Peterson's job was one of a number of positions listed on March 26, 2002, for layoff. Toran Aff., Ex. 26. TriMet laid off Peterson from her job on March 11, 2002, with an effective date of June 30, 2002. The final workdays for all the other employees affected by the RIF ended around the same time as did Peterson in March 2002 with salary continuation until the end of the fiscal year. Id.
According to Haas, the decision to eliminate Peterson's position due to the budget cuts made business sense because the group acrimony threatened the completion of its project. Id,
Ex. 33, pp. 3–4. He felt that Pliska and Reed had the skills and desire to make the project work. Id.
He could not find a match for Peterson's skills in another spot in IS. Id
at 4–5. He also laid off two other employees in that same time frame. Id
Haas asked Reed whether she and Pliska could absorb all the job duties performed by Peterson. Id,
Ex. 18, p. 2. Reed thought that because the majority of the work was finished, they could. Id.
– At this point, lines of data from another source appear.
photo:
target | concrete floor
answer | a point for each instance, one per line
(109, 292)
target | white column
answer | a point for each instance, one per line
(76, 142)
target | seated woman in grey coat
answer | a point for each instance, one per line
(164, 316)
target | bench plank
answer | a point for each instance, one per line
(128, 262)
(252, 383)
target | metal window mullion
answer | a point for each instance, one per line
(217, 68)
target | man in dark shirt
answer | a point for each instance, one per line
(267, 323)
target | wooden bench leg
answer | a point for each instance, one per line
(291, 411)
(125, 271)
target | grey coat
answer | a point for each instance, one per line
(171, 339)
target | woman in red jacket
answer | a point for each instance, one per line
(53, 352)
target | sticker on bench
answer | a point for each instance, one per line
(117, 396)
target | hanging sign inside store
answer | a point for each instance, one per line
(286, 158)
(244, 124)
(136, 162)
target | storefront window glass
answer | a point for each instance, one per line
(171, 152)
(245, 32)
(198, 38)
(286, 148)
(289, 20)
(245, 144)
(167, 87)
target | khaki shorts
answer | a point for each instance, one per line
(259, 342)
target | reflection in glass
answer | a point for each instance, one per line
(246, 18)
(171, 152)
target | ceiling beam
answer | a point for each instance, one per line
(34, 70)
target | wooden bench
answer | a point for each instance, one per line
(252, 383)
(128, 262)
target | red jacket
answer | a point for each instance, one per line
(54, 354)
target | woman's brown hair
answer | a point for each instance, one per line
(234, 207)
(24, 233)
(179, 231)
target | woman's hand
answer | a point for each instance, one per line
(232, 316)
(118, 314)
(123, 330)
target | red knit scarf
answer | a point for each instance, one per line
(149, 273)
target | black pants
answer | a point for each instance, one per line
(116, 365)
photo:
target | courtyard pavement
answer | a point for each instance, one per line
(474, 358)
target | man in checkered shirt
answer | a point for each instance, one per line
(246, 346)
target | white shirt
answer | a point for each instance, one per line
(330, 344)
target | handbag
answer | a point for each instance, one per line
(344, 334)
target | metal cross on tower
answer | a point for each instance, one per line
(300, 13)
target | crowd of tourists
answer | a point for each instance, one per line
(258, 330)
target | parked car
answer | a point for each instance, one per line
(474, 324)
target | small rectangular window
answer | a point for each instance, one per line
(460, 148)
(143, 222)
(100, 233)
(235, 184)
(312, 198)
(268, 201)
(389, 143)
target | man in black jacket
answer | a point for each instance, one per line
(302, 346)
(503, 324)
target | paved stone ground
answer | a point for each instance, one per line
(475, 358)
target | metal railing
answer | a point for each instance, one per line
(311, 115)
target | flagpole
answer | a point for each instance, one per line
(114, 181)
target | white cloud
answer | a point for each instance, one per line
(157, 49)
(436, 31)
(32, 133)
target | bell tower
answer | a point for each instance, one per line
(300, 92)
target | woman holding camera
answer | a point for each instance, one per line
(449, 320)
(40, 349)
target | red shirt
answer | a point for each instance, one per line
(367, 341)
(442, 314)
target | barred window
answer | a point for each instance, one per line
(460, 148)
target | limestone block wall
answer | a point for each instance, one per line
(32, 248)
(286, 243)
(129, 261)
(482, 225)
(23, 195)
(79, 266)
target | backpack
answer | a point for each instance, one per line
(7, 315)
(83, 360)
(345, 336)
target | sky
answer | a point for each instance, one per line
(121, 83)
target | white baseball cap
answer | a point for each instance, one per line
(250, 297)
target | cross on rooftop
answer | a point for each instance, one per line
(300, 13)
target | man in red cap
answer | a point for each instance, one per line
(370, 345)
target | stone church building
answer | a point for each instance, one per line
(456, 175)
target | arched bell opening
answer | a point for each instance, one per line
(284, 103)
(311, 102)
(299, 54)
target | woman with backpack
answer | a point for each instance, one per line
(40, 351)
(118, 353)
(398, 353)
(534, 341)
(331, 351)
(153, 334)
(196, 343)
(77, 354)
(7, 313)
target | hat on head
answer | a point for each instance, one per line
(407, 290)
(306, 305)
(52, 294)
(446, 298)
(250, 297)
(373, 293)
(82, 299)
After Peterson was laid off, “it actually seemed easier because we didn't have to tiptoe around on eggshells and worry about personalities, and we were able to sit down and get the job done.” Id
On July 1, 2002, Peterson returned to her former union job as an Inventory Control Specialist in the store room supervised by Andrea Dodson (“Dodson”). In the last week of June 2002, Dodson told Jeff Draper (“Draper”), Peterson's friend and longtime supervisor in the Maintenance department, to make sure to give FMLA papers to Peterson “because her manager Don Haas was in the process of termination due to excessive lost time.” Plaintiff's Ex. 3, pp. 2–4.
On August 9, 2002, TriMet posted a Systems Analyst/Programmer IV position. Peterson applied for that position, but TriMet rejected her application on October 21, 2002.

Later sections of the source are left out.